Hospitals advised to stop using vulnerable computerized drug pumps

The US Food and Drug Administration has issued a safety communication warning healthcare facilities using the Hospira Symbiq Infusion System – a computerized pump made for delivering infusion therapy – that the device has several critical security vulnerabilities.

“Hospira and an independent researcher confirmed that Hospira’s Symbiq Infusion System could be accessed remotely through a hospital’s network. This could allow an unauthorized user to control the device and change the dosage the pump delivers, which could lead to over- or under-infusion of critical patient therapies,” the alert says.

“Hospira has discontinued the manufacture and distribution of the Symbiq Infusion System, due to unrelated issues, and is working with customers to transition to alternative systems. However, due to recent cybersecurity concerns, the FDA strongly encourages health care facilities to begin transitioning to alternative infusion systems as soon as possible.”

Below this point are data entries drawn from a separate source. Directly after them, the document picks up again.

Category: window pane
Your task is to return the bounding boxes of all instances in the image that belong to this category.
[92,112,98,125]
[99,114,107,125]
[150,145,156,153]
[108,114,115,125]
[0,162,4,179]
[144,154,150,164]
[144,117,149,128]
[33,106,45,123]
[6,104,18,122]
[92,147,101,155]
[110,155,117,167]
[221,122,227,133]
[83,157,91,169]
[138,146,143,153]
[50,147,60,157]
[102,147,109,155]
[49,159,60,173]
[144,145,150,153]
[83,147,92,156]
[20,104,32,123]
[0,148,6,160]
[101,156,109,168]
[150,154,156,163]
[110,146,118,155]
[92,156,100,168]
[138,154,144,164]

The vulnerabilities are as follows: ports 20/FTP and 23/TELNET are open by default, and Port 8443 can be accessed by entering a default login password.

The good news is that there is no evidence that the vulnerabilities have ever been exploited by malicious individuals.

While the Symbiq Infusion System is no longer sold and manufactured by Hospira, third parties are still selling it.

“After evaluating reported vulnerabilities, we are communicating with customers at the limited number of sites where Symbiq remains in use,” Hospira said in a statement.

“We have worked with them to deploy an update to the pump configuration to close access ports and put additional cybersecurity protections in place. This option provides our Symbiq customers with another layer of security for the devices while they remain in the market for another few months.”

“Symbiq is a uniquely designed pump, and these updates will address reported vulnerabilities specific to Symbiq. Hospira is continuing to assess cybersecurity across our product line. For LifeCare PCA and Plum A+ infusion device customers, we are communicating with them directly regarding cybersecurity mitigations for these products,” they added.

This is the first time that the US FDA has advised healthcare providers to stop using a medical device because of cybersecurity vulnerabilities. The advice comes nearly two months after researcher Billy Rios revealed the existence of serious vulnerabilities in several types of drug infusion pumps manufactured by US-based Hospira.